LLM Cost & Performance Optimisation
Model selection by task
Expensive cloud models are used only where quality is critical:
| Task quality requirement | Model | Cost |
|---|---|---|
| Brand-sensitive copy, strategy | Claude Sonnet 4.6 | $$$ |
| Classification, routing, extraction | Ollama gemma3:4b | $0 |
| Session summarisation | Ollama gemma3:4b | $0 |
| Competitor research scraping | Ollama gemma3:4b | $0 |
Using Ollama for classification and research tasks saves ~30–40% of total LLM spend.
Token budgeting
- Two-stage skill loading (manifest → on-demand load) prevents injecting full skill content for irrelevant skills — see Skills System
buildActivityPrompt()injects only the context relevant to thewakeReason— revision activities don’t re-inject the full history, only the deltamaxTurnsPerRunlimits agent turns per heartbeat; prevents runaway multi-turn loops
Per-activity cost caps
agent_configs.max_cost_usd_per_activity halts dispatch if the current run would exceed the cap.

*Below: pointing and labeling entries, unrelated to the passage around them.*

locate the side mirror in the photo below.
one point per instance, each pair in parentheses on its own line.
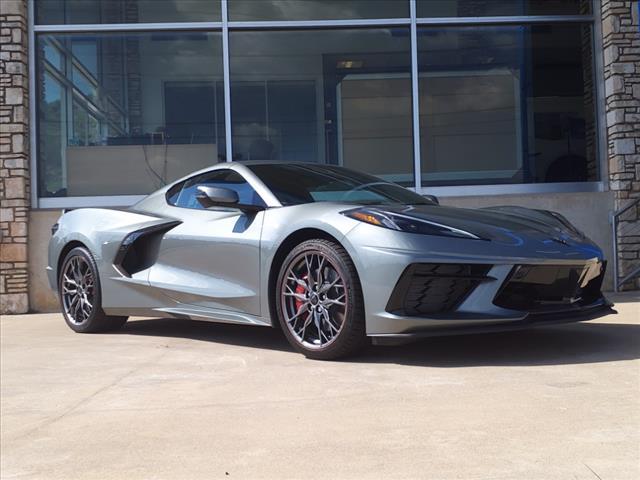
(432,198)
(222,197)
(216,196)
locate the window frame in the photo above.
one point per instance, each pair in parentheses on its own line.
(413,21)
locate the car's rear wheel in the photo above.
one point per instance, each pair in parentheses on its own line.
(80,295)
(319,301)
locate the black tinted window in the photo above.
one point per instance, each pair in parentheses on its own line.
(297,184)
(185,192)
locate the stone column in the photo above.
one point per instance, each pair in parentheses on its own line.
(621,43)
(14,157)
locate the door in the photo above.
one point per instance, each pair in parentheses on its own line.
(212,259)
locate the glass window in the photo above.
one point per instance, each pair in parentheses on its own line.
(295,184)
(143,110)
(125,11)
(506,105)
(256,10)
(330,96)
(496,8)
(230,179)
(52,133)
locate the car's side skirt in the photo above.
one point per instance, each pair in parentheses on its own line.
(194,313)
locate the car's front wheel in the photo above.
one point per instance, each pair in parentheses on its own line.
(80,295)
(319,301)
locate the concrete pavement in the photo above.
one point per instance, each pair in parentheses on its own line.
(178,399)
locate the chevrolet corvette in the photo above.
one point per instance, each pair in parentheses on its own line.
(333,257)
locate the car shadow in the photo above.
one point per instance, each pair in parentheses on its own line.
(576,343)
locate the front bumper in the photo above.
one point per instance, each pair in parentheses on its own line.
(491,282)
(598,309)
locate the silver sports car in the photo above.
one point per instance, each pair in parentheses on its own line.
(331,256)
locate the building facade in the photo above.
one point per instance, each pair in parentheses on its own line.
(481,102)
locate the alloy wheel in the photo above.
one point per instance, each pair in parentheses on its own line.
(314,300)
(78,290)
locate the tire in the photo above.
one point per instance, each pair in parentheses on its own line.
(319,301)
(80,295)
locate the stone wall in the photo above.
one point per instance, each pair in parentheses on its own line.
(621,43)
(14,157)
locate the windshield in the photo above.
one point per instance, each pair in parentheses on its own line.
(295,184)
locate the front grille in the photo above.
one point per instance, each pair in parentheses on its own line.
(539,288)
(431,288)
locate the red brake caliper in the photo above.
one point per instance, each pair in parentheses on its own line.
(300,290)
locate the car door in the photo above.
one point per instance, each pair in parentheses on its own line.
(212,259)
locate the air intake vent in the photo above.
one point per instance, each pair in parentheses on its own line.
(432,288)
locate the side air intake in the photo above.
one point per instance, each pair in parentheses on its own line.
(139,249)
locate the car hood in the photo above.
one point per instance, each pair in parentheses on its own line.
(503,224)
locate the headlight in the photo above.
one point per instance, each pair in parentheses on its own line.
(406,223)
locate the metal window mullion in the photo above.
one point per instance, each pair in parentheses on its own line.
(33,164)
(505,20)
(599,100)
(128,27)
(226,81)
(415,99)
(297,24)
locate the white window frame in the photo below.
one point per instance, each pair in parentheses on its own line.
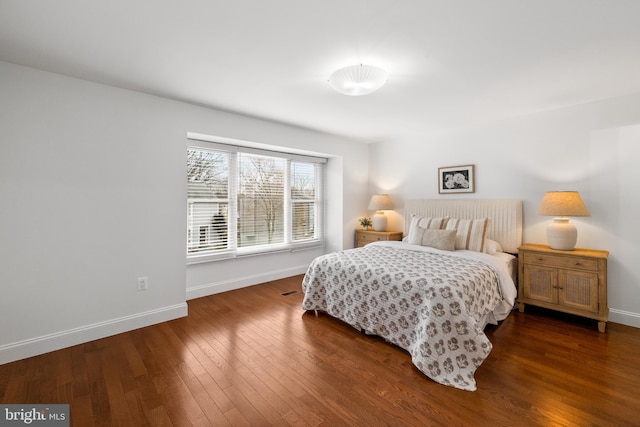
(233,148)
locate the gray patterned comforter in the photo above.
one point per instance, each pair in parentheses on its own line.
(429,302)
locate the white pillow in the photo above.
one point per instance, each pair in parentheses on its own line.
(470,233)
(492,247)
(419,224)
(439,239)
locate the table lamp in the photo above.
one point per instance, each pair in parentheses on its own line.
(561,234)
(380,203)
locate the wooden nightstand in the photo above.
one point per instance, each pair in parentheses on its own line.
(364,237)
(573,282)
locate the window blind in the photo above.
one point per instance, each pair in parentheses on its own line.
(244,200)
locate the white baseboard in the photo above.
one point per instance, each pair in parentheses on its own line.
(625,317)
(71,337)
(243,282)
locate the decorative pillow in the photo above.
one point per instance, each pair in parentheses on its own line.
(419,224)
(439,239)
(492,247)
(470,233)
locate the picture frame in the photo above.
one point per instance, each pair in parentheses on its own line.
(456,179)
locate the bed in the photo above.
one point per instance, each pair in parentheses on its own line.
(433,293)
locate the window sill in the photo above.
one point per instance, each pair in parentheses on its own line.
(253,251)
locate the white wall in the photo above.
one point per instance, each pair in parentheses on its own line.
(592,148)
(92,186)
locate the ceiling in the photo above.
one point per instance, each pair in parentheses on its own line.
(450,62)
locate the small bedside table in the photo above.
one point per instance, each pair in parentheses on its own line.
(572,282)
(364,237)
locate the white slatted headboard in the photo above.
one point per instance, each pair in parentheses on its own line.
(505,225)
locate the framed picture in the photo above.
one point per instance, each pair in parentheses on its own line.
(456,179)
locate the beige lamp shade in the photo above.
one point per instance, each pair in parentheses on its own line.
(380,203)
(562,203)
(561,234)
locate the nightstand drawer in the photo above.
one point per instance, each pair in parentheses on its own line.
(370,237)
(561,261)
(364,237)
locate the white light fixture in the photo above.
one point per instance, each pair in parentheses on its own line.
(380,203)
(561,234)
(357,80)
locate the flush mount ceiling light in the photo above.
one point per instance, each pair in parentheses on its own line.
(357,80)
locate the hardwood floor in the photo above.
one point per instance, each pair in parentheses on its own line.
(253,357)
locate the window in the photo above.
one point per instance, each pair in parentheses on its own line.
(243,201)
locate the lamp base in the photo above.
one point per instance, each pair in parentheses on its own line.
(380,221)
(561,234)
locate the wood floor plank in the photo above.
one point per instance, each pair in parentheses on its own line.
(252,357)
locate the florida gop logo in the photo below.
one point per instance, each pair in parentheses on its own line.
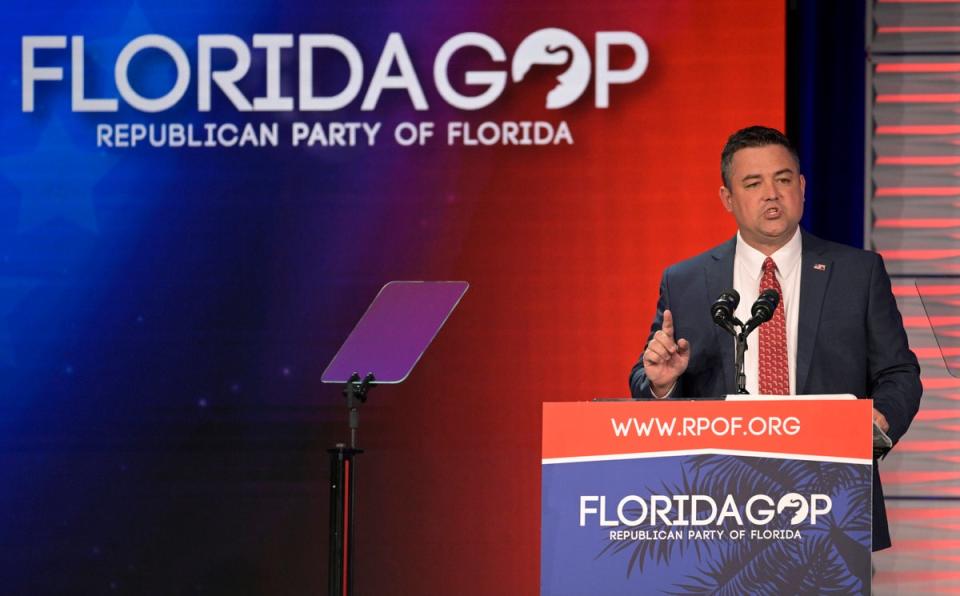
(49,60)
(701,510)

Combined with campaigns.budget_cap_usd and tenants.monthly_spend_cap_usd, spend is bounded at three levels.
Session resumption
Claude Code CLI session resumption (--resume <sessionId>) carries forward context from prior runs without re-sending history. This avoids re-tokenising prior output on retry or continuation activities — potentially saving hundreds of input tokens per run.
Observability for Performance
All performance work is grounded in measurement. We don’t optimise without data.
Tracing
Every API request, database query, BullMQ job, and LLM call is traced with OpenTelemetry spans. Distributed traces are visualised in Grafana Tempo. Slow traces surface automatically via anomaly detection.
Key Grafana dashboards
| Dashboard | Key signals |
|---|---|
| API latency | p50/p90/p99 per route, error rates |
| Queue health | Job waiting time, active workers, dead letter count |
| LLM costs | Spend by tenant/agent/model, token usage per run, cost per deliverable |
| Database | PostgreSQL query time, connection pool saturation, slow queries |
| SSE connections | Active connections, event throughput, reconnect rate |
Alerting thresholds
| Signal | Warning | Critical |
|---|---|---|
| API p99 > threshold | > 300 ms | > 1 000 ms |
| Queue wait time | > 30 s | > 5 min |
| Dead letter jobs | > 5 in 10 min | > 20 in 10 min |
| PostgreSQL p99 query | > 20 ms | > 100 ms |
| LLM cost spike | > 2× daily average | > 5× daily average |
| Error rate | > 1% | > 5% |
Lighthouse CI
Every PR that touches a Next.js app runs Lighthouse CI against a preview deployment:
- Performance score must be ≥ 85
- LCP must be < 2.5 s
- CLS must be < 0.1
- Failures block merge
Performance Testing
Load testing
Tool: k6
Load tests run against the staging environment before each major release:
| Scenario | Virtual users | Duration | Acceptance criteria |
|---|---|---|---|
| Approval queue load | 50 VU | 5 min | p99 < 200 ms, 0 errors |
| Campaign submit burst | 20 VU | 2 min | p99 < 500 ms, 0 5xx |
| SSE concurrent connections | 200 VU | 10 min | All connections maintained, < 1% drop |
| Agent callback burst | 100 VU | 2 min | p99 < 100 ms, 0 errors |
Database query benchmarks
Critical queries have benchmark tests in tests/benchmarks/ using Vitest with real PostgreSQL:
- Approval queue fetch for a tenant with 1 000 pending approvals — target < 5 ms
- Activity list with 10 000 activities — target < 10 ms
- LLM cost aggregation for 1M rows — target < 100 ms
These run in CI nightly (not on every PR — too slow).